Friday, October 22, 2010

History of the World in 100 Objects

Randall Stephens

For those who missed it, check out BBC Radio 4's "History of the World in 100 Objects." (The series ends this week.) I read about it in the TLS a few weeks back. The reviewer praised the audio exhibit for its elegant, almost cinematic qualities, something that stretched the radio format in amazing ways. Yesterday, the Guardian lauded host Neil MacGregor, who "wears his knowledge lightly. He manages to both charm and enthuse at the same time, a hard trick that, but at the core of each bite-sized podcastable talk is an ardent and contemporaneous message: civilisations do not so much clash as learn and borrow from each other. One picks up from where the other leaves off."

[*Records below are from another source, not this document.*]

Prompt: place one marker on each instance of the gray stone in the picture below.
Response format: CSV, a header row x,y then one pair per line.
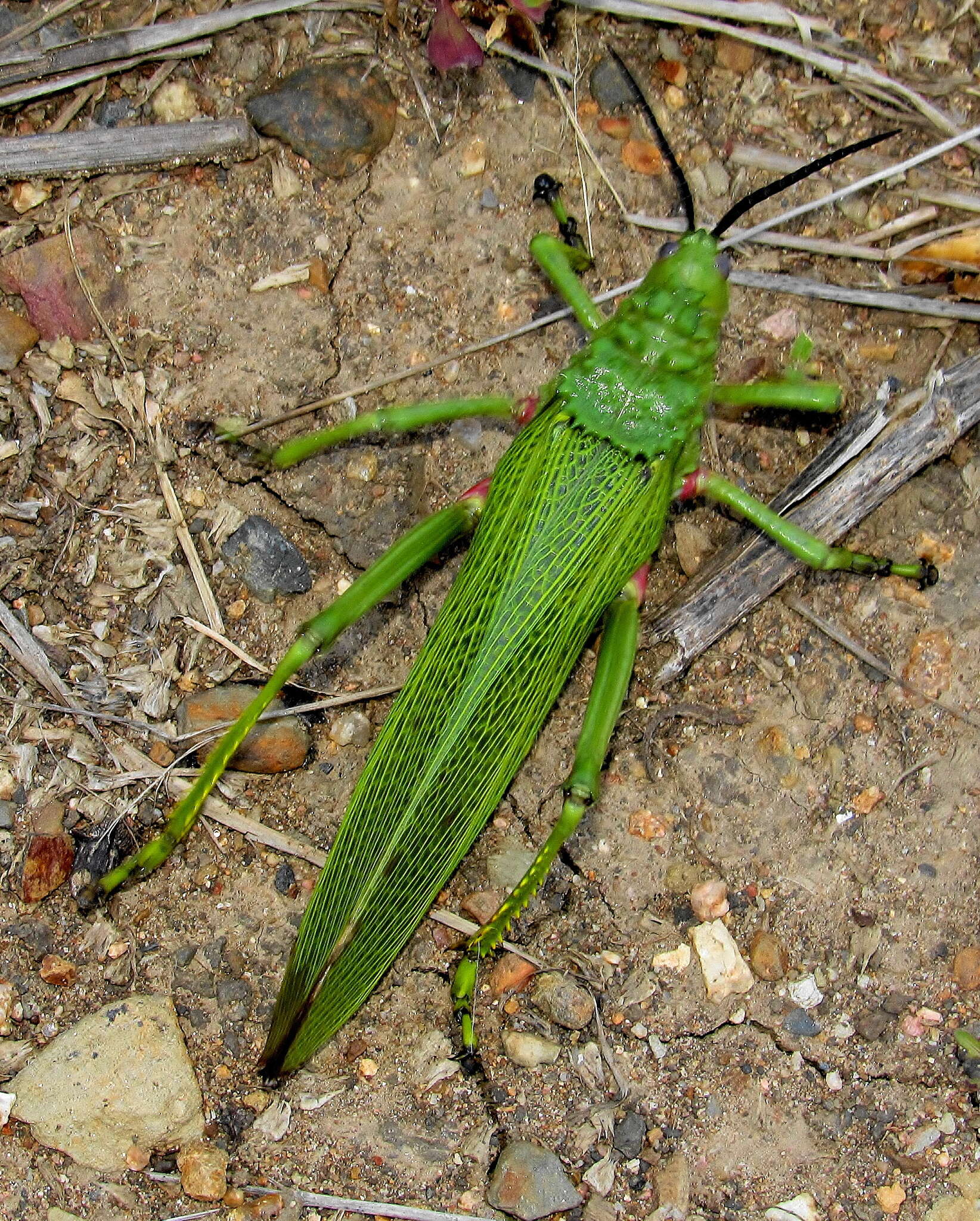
x,y
530,1182
269,563
609,87
336,115
872,1025
529,1050
119,1077
564,1002
800,1024
630,1135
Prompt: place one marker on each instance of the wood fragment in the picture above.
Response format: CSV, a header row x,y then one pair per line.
x,y
166,35
31,27
119,149
752,567
218,810
846,642
753,158
875,298
42,88
27,652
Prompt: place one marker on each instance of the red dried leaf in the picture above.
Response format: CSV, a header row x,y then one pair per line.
x,y
48,863
451,45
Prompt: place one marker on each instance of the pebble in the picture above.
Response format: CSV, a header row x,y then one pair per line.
x,y
709,900
967,969
673,960
735,55
58,971
529,1050
783,326
17,336
768,955
36,934
119,1077
724,969
891,1197
931,664
609,87
285,878
800,1024
564,1002
274,1123
805,992
530,1182
642,157
44,276
481,905
800,1208
505,869
897,1003
351,729
336,115
272,746
922,1141
203,1172
175,102
692,546
268,562
630,1135
674,1186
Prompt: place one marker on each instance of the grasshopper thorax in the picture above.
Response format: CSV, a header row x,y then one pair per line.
x,y
645,379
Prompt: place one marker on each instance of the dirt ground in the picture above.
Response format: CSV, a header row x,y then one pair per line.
x,y
870,893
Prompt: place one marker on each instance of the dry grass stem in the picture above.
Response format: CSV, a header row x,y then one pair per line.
x,y
213,634
846,642
187,545
857,73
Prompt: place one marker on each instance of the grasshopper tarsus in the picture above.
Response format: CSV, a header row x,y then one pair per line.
x,y
546,188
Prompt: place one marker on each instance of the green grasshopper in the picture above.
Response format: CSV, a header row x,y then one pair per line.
x,y
566,529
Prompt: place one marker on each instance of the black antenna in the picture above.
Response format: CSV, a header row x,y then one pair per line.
x,y
687,200
774,188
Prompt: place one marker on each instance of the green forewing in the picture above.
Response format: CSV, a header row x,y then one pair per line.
x,y
568,520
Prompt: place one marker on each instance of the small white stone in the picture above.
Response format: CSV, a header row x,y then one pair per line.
x,y
800,1208
805,992
724,969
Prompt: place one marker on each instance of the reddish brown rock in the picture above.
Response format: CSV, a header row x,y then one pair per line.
x,y
45,278
481,905
768,956
967,969
58,971
203,1172
510,974
735,55
272,746
17,336
48,863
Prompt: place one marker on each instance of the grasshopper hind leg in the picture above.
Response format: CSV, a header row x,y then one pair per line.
x,y
609,687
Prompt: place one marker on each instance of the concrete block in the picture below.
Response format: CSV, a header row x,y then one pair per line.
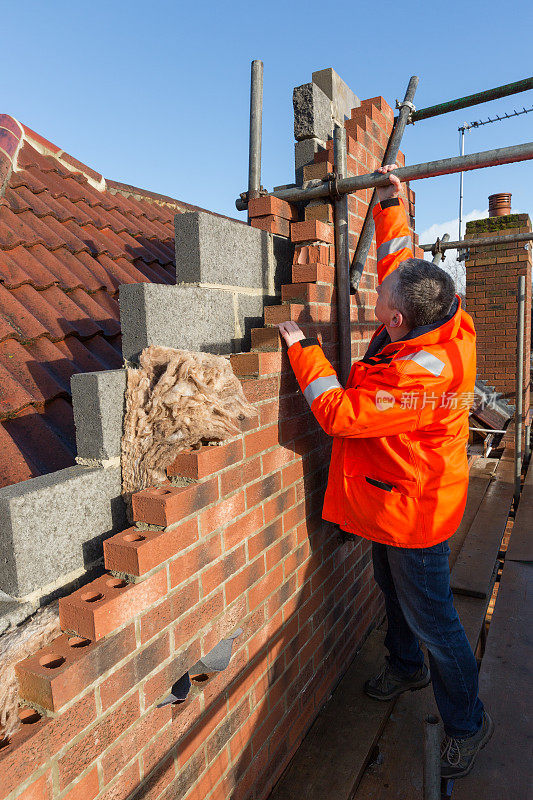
x,y
54,525
304,154
312,112
98,402
341,96
216,250
186,317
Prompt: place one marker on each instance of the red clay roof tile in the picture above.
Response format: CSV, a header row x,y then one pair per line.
x,y
66,245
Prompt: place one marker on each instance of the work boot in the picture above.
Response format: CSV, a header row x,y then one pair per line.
x,y
387,684
457,755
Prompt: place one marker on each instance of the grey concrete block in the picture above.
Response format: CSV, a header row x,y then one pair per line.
x,y
341,96
216,250
312,112
304,154
53,525
185,317
98,402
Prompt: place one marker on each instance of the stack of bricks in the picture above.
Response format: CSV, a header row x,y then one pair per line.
x,y
233,539
491,298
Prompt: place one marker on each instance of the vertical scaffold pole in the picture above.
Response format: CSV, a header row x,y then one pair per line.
x,y
391,153
431,758
256,121
437,258
342,259
519,384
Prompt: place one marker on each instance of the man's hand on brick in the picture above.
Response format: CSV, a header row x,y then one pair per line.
x,y
290,332
393,190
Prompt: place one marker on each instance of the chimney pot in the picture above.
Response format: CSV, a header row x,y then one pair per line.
x,y
499,204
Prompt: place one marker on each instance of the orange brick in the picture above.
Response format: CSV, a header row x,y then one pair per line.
x,y
265,206
305,273
206,460
313,172
41,789
322,212
312,231
261,440
56,674
168,504
271,224
136,552
102,606
248,364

The program might work well in the classroom. (How often do we listen to audio, rather than watch film, with students? Once in a blue moon, I'll find a segment on NPR that fits into what we are going over, but otherwise, it's rare.) Here are a few bits from the series:

035 Head of Augustus, 21 May 2010, Listen, Duration: 15 mins

Head of Augustus, the first Roman emperor. Neil MacGregor, Director of the British Museum, looks at one of the world’s most famous rulers, whose powerful, God-like status is brilliantly enshrined in a 2000-year-old bronze head with striking eyes. He explores how Augustus dramatically enlarged the Roman Empire, establishing his image as one of its most familiar objects. The historian Susan Walker and the Mayor of London, Boris Johnson, help explain the power and methodology of Augustus.

057 Hedwig glass beaker, 22 Jun 2010, Listen, Duration: 15 mins

Glass beaker from central Europe probably made by a Muslim craftsman. Neil MacGregor, Director of the British Museum, examines a glass beaker made in Syria or Egypt at a time when Christians were warring with Muslims in the crusades. The glass became associated with the miracles of a Christian saint, Hedwig, who turned water into wine when it touched her lips. But how did Islamic glass reach Christian Europe during the Crusades?

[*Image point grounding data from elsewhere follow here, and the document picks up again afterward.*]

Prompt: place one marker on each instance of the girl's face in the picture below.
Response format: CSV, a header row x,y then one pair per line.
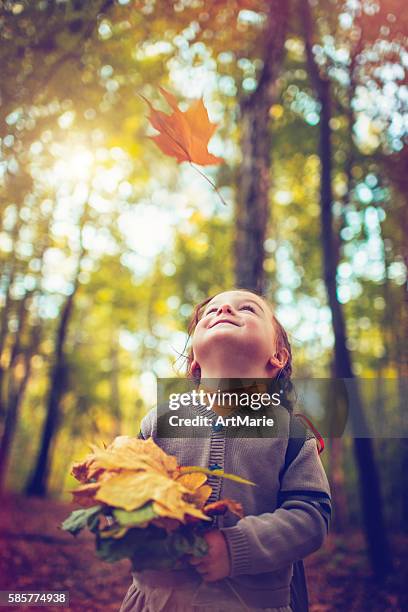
x,y
235,325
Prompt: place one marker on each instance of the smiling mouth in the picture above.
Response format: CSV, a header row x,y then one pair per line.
x,y
224,321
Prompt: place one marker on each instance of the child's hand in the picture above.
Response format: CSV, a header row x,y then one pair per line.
x,y
216,564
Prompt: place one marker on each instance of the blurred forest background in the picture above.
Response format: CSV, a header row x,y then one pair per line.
x,y
106,244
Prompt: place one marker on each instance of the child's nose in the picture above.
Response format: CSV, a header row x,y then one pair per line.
x,y
224,308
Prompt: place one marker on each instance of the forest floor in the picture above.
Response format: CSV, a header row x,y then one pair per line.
x,y
37,555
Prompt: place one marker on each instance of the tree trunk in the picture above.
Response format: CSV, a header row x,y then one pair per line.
x,y
338,490
114,384
369,479
15,399
253,181
37,484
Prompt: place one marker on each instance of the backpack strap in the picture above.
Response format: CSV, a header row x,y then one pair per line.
x,y
297,437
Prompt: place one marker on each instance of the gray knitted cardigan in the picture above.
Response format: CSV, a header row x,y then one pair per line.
x,y
286,517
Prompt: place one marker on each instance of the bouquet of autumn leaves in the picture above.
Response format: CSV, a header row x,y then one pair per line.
x,y
142,505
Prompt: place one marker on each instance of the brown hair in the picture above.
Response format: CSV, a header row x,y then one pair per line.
x,y
282,340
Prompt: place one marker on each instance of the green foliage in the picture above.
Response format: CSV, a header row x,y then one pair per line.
x,y
79,519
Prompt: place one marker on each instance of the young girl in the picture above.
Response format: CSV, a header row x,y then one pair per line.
x,y
249,562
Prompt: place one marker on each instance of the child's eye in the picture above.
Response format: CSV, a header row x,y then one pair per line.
x,y
247,307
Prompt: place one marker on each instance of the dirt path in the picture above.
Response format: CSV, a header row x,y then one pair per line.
x,y
36,555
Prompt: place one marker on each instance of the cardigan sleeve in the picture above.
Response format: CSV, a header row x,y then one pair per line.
x,y
297,528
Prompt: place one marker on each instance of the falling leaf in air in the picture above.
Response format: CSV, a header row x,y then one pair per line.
x,y
185,134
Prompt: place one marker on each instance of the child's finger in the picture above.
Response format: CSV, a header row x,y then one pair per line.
x,y
196,560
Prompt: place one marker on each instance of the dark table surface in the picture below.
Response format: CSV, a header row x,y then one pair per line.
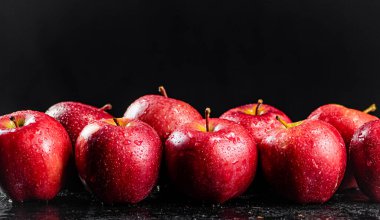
x,y
69,205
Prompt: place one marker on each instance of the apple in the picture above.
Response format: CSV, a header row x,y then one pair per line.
x,y
74,116
118,159
164,114
365,158
304,161
34,153
257,118
211,160
347,121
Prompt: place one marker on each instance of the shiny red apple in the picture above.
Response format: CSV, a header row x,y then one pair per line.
x,y
34,153
162,113
74,116
257,118
365,158
304,161
347,121
119,159
212,160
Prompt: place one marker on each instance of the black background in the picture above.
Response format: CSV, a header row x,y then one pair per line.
x,y
296,55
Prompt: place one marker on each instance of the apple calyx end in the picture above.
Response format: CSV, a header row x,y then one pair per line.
x,y
371,108
256,111
106,107
278,118
207,117
162,90
116,121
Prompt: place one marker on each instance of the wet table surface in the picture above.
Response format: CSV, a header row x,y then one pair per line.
x,y
69,205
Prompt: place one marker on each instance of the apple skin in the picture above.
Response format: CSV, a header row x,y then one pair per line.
x,y
33,157
347,121
211,166
304,163
119,164
162,113
365,159
257,125
74,116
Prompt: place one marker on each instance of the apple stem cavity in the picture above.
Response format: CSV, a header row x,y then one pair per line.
x,y
116,121
162,90
106,107
207,117
371,108
258,105
282,121
13,119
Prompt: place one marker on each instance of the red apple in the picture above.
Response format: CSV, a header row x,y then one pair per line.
x,y
74,116
365,158
347,121
304,161
258,118
212,160
162,113
119,159
34,153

088 North American buckskin map, 6 Oct 2010, Listen, Duration: 14 mins

Map of the area between the Mississippi and Ohio rivers. Neil MacGregor, Director of the British Museum, explores the differing attitudes towards land and living of Europeans and Native Americans in the 18th century. He looks at a buckskin map drawn up by a Native American as the British negotiated for land between the Great Lakes and the Mississippi. With contributions by cartographer Martin Lewis and historian David Edmunds.

1 comment:

Jeremy Bangs said...

At 7:50 in the third tape mentioned above, the narrator expresses a commonly held notion that reinforces the simple idea that all Natives formed a generally unified culture essentially different from that of the European settlers, and that more than a century of contact with French and English explorers had resulted in no expansion of conceptual range whatsoever, with regard to land. "But the Piankashaw had never encountered the concept of European-style land purchase. Settler ideas of land ownership were alien to Native Americans, who thought essentially in terms of residence and use." While this may be generally true for nomadic tribal groups on the move through large areas (although "terms of residence and use" is rather vague), and thus just might apply to the Piankashaw (although there had been encounters with Europeans for some time), this simplicism is inaccurate at least for the area of southeast Massachusetts (formerly Plymouth Colony), where land was held in delimited parcels by individuals and was transferred hereditarily and personally, or by gift. There was no commonly-held tribal land. That this was the case in pre-Contact times is evident from some disputes between Indians who argued among themselves about who had the right to negotiate sale of particular bounded parcels to the colonists' court. The resolution of the question was settled by the weighing of statements of personal hereditary claims going back several generations to pre-Contact times (i.e. I own this from my father, who had it from his father, from his father, etc. etc.) That this was demonstrably the case in an area of non-nomadic farmers who also carried on fishing and hunting suggests that the dichotomy expressed in this short explanation of the map suffers from unexamined neo-romantic notions of Indianness. In presenting this to students a teacher might want to point out the expansion from this case (Piankashaw) to a generalization for the entire continent with the broad term "Native Americans."

For documentation on Indian land ownership in Plymouth Colony, see my book, Indian Deeds, Land Transactions in Plymouth Colony, 1620-1691 (Boston: NEHGS, hardcover 2002; improved paperback edition 2008).